Fue contrabandista en Palencia, donde pagó con la cárcel el chanchulleo de patatas. Y también sirvienta en Barcelona, donde cobró lo suficiente para volverse al Santander de sus amores y retomar su relación con la pesca, el mundo al que en realidad pertenecía y en el que se hizo inmortal. Tanto así que si su sexto hijo se hubiera adelantado diez minutos habría nacido entre cajas de bonitos.
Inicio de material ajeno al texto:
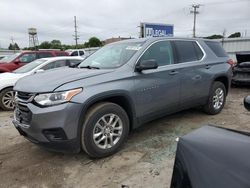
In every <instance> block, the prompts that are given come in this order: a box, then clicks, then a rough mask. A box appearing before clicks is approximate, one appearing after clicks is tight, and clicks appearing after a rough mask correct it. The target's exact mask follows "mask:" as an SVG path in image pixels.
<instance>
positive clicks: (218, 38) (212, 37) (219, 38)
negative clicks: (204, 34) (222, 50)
mask: <svg viewBox="0 0 250 188" xmlns="http://www.w3.org/2000/svg"><path fill="white" fill-rule="evenodd" d="M204 38H205V39H222V38H223V36H222V35H211V36H208V37H204Z"/></svg>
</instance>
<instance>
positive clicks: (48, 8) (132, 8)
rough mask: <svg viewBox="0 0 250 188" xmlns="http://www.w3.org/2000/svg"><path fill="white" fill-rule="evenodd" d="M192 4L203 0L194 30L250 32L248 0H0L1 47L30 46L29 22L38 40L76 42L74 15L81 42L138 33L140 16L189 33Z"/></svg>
mask: <svg viewBox="0 0 250 188" xmlns="http://www.w3.org/2000/svg"><path fill="white" fill-rule="evenodd" d="M192 4H201V6H200V8H199V12H200V13H199V14H198V15H197V31H196V33H197V36H200V37H203V36H209V35H212V34H222V33H223V31H224V30H225V31H226V35H230V34H232V33H234V32H238V31H239V32H241V33H243V35H244V36H245V35H246V36H248V37H250V11H249V8H250V0H210V1H208V0H200V1H199V0H197V1H190V0H171V1H170V0H1V1H0V48H7V47H8V46H9V44H10V42H11V38H12V37H13V40H14V42H16V43H17V44H18V45H19V46H20V47H22V48H23V47H27V46H29V36H28V28H30V27H34V28H37V32H38V40H39V43H41V42H43V41H51V40H53V39H57V40H60V41H61V42H62V43H63V44H70V45H72V44H74V39H73V34H74V16H76V17H77V26H78V28H77V29H78V34H79V37H80V39H79V43H84V42H85V41H87V40H88V39H89V38H90V37H92V36H96V37H98V38H99V39H101V40H105V39H107V38H111V37H119V36H121V37H133V38H138V37H139V27H138V26H139V25H140V23H141V22H152V23H164V24H173V25H174V35H175V36H178V37H191V36H192V28H193V15H192V14H190V10H191V6H192Z"/></svg>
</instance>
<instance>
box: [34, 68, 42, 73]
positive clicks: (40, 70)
mask: <svg viewBox="0 0 250 188" xmlns="http://www.w3.org/2000/svg"><path fill="white" fill-rule="evenodd" d="M39 72H44V70H43V69H38V70H37V71H36V72H35V73H39Z"/></svg>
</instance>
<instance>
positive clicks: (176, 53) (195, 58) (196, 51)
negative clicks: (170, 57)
mask: <svg viewBox="0 0 250 188" xmlns="http://www.w3.org/2000/svg"><path fill="white" fill-rule="evenodd" d="M174 46H175V50H176V55H177V63H185V62H192V61H199V60H201V59H202V57H203V56H204V54H203V52H202V50H201V49H200V47H199V46H198V44H197V43H196V42H195V41H174Z"/></svg>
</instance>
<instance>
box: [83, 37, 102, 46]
mask: <svg viewBox="0 0 250 188" xmlns="http://www.w3.org/2000/svg"><path fill="white" fill-rule="evenodd" d="M85 45H87V46H86V47H100V46H102V42H101V41H100V39H98V38H97V37H91V38H90V39H89V41H88V42H87V43H85Z"/></svg>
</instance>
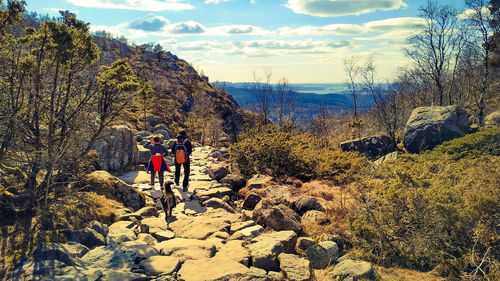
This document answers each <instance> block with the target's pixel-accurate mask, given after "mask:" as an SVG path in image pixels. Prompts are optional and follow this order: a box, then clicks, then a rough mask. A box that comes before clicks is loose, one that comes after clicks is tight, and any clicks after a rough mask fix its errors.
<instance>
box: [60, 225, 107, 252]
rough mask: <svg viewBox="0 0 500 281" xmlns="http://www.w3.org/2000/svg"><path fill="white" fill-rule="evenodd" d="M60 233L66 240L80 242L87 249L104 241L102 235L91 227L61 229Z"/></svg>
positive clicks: (99, 244)
mask: <svg viewBox="0 0 500 281" xmlns="http://www.w3.org/2000/svg"><path fill="white" fill-rule="evenodd" d="M61 233H62V234H63V235H64V237H65V238H66V239H67V240H68V241H73V242H77V243H80V244H82V245H84V246H86V247H88V248H89V249H93V248H95V247H98V246H103V245H105V243H106V239H105V238H104V236H102V234H100V233H98V232H97V231H95V230H93V229H91V228H85V229H81V230H69V229H63V230H61Z"/></svg>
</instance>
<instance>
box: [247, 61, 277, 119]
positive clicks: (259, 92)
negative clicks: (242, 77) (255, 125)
mask: <svg viewBox="0 0 500 281" xmlns="http://www.w3.org/2000/svg"><path fill="white" fill-rule="evenodd" d="M263 75H264V77H263V78H260V77H258V76H257V73H256V72H254V73H253V78H254V81H255V83H254V84H253V88H252V92H253V95H254V97H255V101H256V103H255V104H254V105H252V110H253V112H254V113H256V114H257V115H258V116H259V123H260V124H263V125H265V124H267V123H268V122H269V117H270V112H271V106H272V104H273V95H274V89H273V85H272V83H271V77H272V75H273V73H272V71H271V69H270V68H265V69H264V74H263Z"/></svg>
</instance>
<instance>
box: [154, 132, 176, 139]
mask: <svg viewBox="0 0 500 281" xmlns="http://www.w3.org/2000/svg"><path fill="white" fill-rule="evenodd" d="M154 134H155V135H157V136H160V138H161V139H162V140H168V139H171V138H172V133H170V131H167V130H156V131H155V132H154Z"/></svg>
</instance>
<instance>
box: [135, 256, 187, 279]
mask: <svg viewBox="0 0 500 281" xmlns="http://www.w3.org/2000/svg"><path fill="white" fill-rule="evenodd" d="M180 264H181V261H180V260H179V258H176V257H172V256H152V257H149V258H147V259H145V260H143V261H141V263H140V264H139V265H140V266H141V267H142V268H144V272H145V273H146V275H148V276H157V275H172V274H173V273H174V272H176V271H177V270H179V268H180Z"/></svg>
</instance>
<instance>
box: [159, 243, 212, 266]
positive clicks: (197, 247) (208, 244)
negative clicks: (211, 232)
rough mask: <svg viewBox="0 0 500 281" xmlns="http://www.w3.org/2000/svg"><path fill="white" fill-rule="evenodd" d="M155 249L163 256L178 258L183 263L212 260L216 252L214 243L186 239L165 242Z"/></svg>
mask: <svg viewBox="0 0 500 281" xmlns="http://www.w3.org/2000/svg"><path fill="white" fill-rule="evenodd" d="M155 248H156V249H157V250H158V251H159V252H160V253H161V254H162V255H165V256H173V257H177V258H179V260H180V261H181V262H183V261H186V260H198V259H206V258H211V257H213V256H214V255H215V252H216V247H215V244H214V243H212V242H209V241H204V240H197V239H185V238H174V239H171V240H167V241H163V242H161V243H158V244H156V245H155Z"/></svg>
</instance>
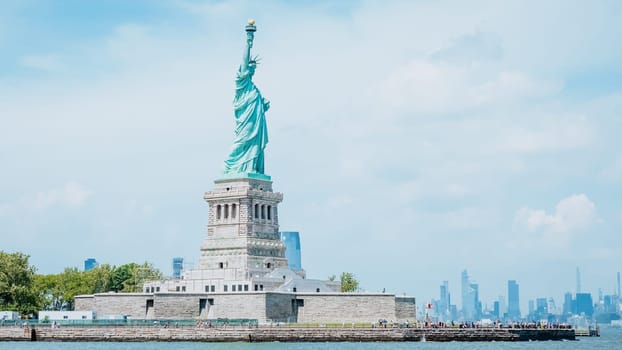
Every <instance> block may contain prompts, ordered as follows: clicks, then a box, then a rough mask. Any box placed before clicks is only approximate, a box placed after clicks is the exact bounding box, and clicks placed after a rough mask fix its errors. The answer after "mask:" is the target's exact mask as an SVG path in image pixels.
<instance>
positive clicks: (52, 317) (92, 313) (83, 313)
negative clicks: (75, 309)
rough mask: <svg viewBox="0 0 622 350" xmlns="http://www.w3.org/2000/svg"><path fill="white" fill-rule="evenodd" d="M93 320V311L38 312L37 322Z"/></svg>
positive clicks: (60, 311) (93, 313) (93, 315)
mask: <svg viewBox="0 0 622 350" xmlns="http://www.w3.org/2000/svg"><path fill="white" fill-rule="evenodd" d="M93 319H95V311H39V322H41V321H44V320H46V321H47V320H49V321H62V320H93Z"/></svg>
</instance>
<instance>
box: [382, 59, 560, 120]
mask: <svg viewBox="0 0 622 350" xmlns="http://www.w3.org/2000/svg"><path fill="white" fill-rule="evenodd" d="M378 86H379V87H378V91H377V93H378V95H379V96H380V99H381V101H382V102H383V103H385V104H386V105H387V106H388V107H390V108H392V109H394V110H398V111H410V112H416V113H452V112H458V111H462V110H465V109H469V108H476V107H481V106H485V105H489V104H493V105H498V104H501V103H505V104H508V103H514V102H516V101H521V100H525V99H531V98H540V97H544V96H548V95H552V94H555V93H557V92H559V91H560V89H561V87H562V84H561V83H560V82H558V81H552V80H546V79H542V78H538V77H534V76H531V75H529V74H527V73H524V72H521V71H514V70H500V71H497V72H494V71H493V72H490V71H487V70H486V71H482V69H480V68H477V67H473V66H461V65H453V64H448V63H444V62H430V61H423V60H418V61H413V62H410V63H408V64H406V65H402V66H399V67H397V68H396V69H395V70H394V71H393V72H392V73H390V74H389V76H388V77H386V79H384V81H382V82H380V84H379V85H378Z"/></svg>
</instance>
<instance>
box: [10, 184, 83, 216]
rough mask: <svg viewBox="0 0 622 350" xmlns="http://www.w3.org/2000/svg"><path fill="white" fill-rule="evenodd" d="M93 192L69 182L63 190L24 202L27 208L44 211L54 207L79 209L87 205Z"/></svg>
mask: <svg viewBox="0 0 622 350" xmlns="http://www.w3.org/2000/svg"><path fill="white" fill-rule="evenodd" d="M91 194H92V192H91V191H90V190H89V189H86V188H84V187H83V186H81V185H80V184H78V183H75V182H69V183H67V184H66V185H65V186H63V187H61V188H54V189H51V190H48V191H44V192H38V193H37V194H35V195H34V196H31V197H27V198H25V199H23V200H22V203H23V204H24V206H25V207H27V208H31V209H34V210H44V209H48V208H50V207H54V206H65V207H72V208H78V207H82V206H83V205H84V204H86V201H87V199H88V198H89V197H90V196H91Z"/></svg>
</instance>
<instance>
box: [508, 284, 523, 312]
mask: <svg viewBox="0 0 622 350" xmlns="http://www.w3.org/2000/svg"><path fill="white" fill-rule="evenodd" d="M508 317H509V318H511V319H514V320H515V319H519V318H520V303H519V299H518V283H516V281H515V280H509V281H508Z"/></svg>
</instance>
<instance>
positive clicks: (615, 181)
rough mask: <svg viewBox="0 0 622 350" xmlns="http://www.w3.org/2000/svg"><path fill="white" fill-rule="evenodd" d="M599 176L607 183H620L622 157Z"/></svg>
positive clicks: (603, 170) (621, 173) (615, 161)
mask: <svg viewBox="0 0 622 350" xmlns="http://www.w3.org/2000/svg"><path fill="white" fill-rule="evenodd" d="M600 176H601V177H602V178H603V179H605V180H607V181H611V182H622V156H619V157H618V158H617V159H615V160H614V161H613V162H612V163H611V164H610V165H609V166H607V167H606V168H605V169H604V170H603V171H602V172H601V174H600Z"/></svg>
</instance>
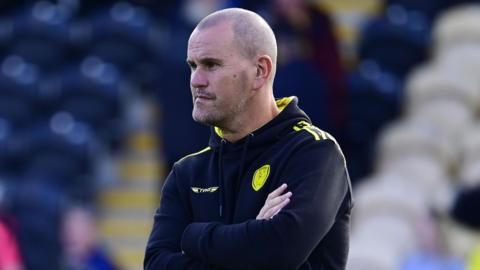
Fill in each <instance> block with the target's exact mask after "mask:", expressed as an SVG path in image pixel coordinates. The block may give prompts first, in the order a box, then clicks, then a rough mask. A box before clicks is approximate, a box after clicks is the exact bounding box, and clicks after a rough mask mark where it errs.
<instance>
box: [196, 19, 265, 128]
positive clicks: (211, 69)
mask: <svg viewBox="0 0 480 270" xmlns="http://www.w3.org/2000/svg"><path fill="white" fill-rule="evenodd" d="M187 62H188V64H189V66H190V68H191V76H190V89H191V91H192V98H193V112H192V116H193V119H194V120H195V121H197V122H200V123H204V124H207V125H212V126H218V127H220V128H222V127H225V126H228V125H229V124H231V123H232V121H233V120H234V119H235V117H237V116H238V115H240V114H241V113H242V112H244V111H245V110H246V104H247V102H248V100H249V98H250V96H251V91H250V90H251V86H252V81H253V79H254V76H255V72H256V71H255V65H254V63H253V61H252V60H249V59H246V58H245V56H243V55H242V54H241V53H240V50H239V48H238V47H237V46H235V44H234V38H233V32H232V30H231V28H230V25H229V24H228V23H220V24H218V25H215V26H211V27H207V28H205V29H202V30H198V29H196V30H195V31H194V32H193V33H192V35H191V36H190V40H189V42H188V52H187Z"/></svg>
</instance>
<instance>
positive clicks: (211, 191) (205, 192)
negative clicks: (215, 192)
mask: <svg viewBox="0 0 480 270" xmlns="http://www.w3.org/2000/svg"><path fill="white" fill-rule="evenodd" d="M217 189H218V187H209V188H199V187H192V191H193V192H195V193H213V192H215V191H217Z"/></svg>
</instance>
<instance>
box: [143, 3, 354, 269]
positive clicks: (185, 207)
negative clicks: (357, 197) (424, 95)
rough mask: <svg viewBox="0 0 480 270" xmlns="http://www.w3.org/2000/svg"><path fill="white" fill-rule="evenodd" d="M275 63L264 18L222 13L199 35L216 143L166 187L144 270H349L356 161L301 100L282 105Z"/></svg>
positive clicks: (209, 108)
mask: <svg viewBox="0 0 480 270" xmlns="http://www.w3.org/2000/svg"><path fill="white" fill-rule="evenodd" d="M276 62H277V46H276V41H275V35H274V33H273V31H272V30H271V28H270V27H269V25H268V24H267V23H266V21H265V20H264V19H263V18H261V17H260V16H259V15H258V14H256V13H254V12H251V11H247V10H244V9H239V8H231V9H224V10H220V11H217V12H214V13H212V14H210V15H208V16H207V17H205V18H204V19H203V20H202V21H200V23H199V24H198V25H197V27H196V28H195V29H194V31H193V32H192V34H191V36H190V39H189V42H188V52H187V63H188V65H189V66H190V69H191V77H190V88H191V93H192V97H193V112H192V116H193V119H194V120H195V121H197V122H200V123H203V124H206V125H209V126H211V127H212V128H211V130H212V133H211V138H210V141H209V146H208V147H206V148H205V149H203V150H201V151H199V152H197V153H194V154H191V155H188V156H186V157H184V158H182V159H180V160H179V161H177V162H176V163H175V164H174V166H173V168H172V170H171V171H170V174H169V175H168V176H167V178H166V181H165V184H164V187H163V190H162V197H161V203H160V207H159V208H158V209H157V211H156V213H155V216H154V224H153V228H152V232H151V235H150V238H149V240H148V243H147V247H146V253H145V259H144V268H145V269H157V270H160V269H162V270H163V269H175V270H178V269H196V270H199V269H205V270H206V269H242V270H245V269H262V270H265V269H276V270H278V269H329V270H332V269H345V265H346V261H347V257H348V246H349V230H350V213H351V209H352V206H353V202H352V194H351V184H350V179H349V176H348V172H347V169H346V162H345V158H344V156H343V154H342V152H341V150H340V147H339V146H338V144H337V143H336V141H335V139H334V138H333V137H332V136H330V135H329V134H328V133H326V132H324V131H322V130H320V129H318V128H317V127H315V126H314V125H313V124H312V123H311V122H310V119H309V118H308V116H307V115H306V114H305V113H304V112H303V111H302V110H301V109H300V108H299V107H298V100H297V98H296V97H286V98H281V99H275V98H274V95H273V81H274V77H275V69H276ZM191 136H195V134H191Z"/></svg>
Puertochiquera de las de entonces, santanderina de las de siempre, 'Chola' y sirena del Pesquero, Amparo Rosa Ruiz murió ayer a los 90 años de edad.

Su desaparición deja solitaria la acera más pesquera de Santander, donde, durante décadas, la 'Chola', que ni siquiera sabía por qué la llamaban así, se afanó cada jornada hasta su jubilación -hace un lustro- a la fresca del restaurante 'Los Peñucas', de gran tradición marinera, preparando las paellas más populares de toda la ciudad.

Víctima de la hambruna en la posguerra española, Amparo Rosa Ruiz se tiró más de veinte años cocinando arroces luego servidos por los hermanos Agustín y Fidel De la Peña a los clientes de su establecimiento, entre los que, recordaba en una entrevista personal la propia 'Chola', no era extraño ver de vez en cuando a algún famoso.

«Yo he cocinado para la Tocino, para la Bordiú, para el Bisbal y para franceses de esos bien», memorizaba la mujer, una gran observadora de los hábitos en tiempos de crisis: «Aquí ha venido gente con mucha alhaja y mucha hostia que se ha sentado, ha mirado la carta, se ha levantado y se ha marchado porque el precio le parecía caro».

Acababa esa frase, y otras muchas, con un desternillante '¿no te jode?' tan propio de una mujer de sus características, genuina, brava, de raza, para quien la cocina en plena calle era su vida.

Quizá por eso, hace cinco años, cuando sus hijos decidieron por ella que ya estaba bien de deslomarse, a la mujer le costó más de la cuenta adaptarse «a la buena 'viduca'», como definía a su nuevo estatus Amparo Rosa Ruiz, pescadora, cocinera, princesa del Barrio Pesquero y madre de nuestro fotógrafo Antonio San Emeterio Ruiz 'Sane'.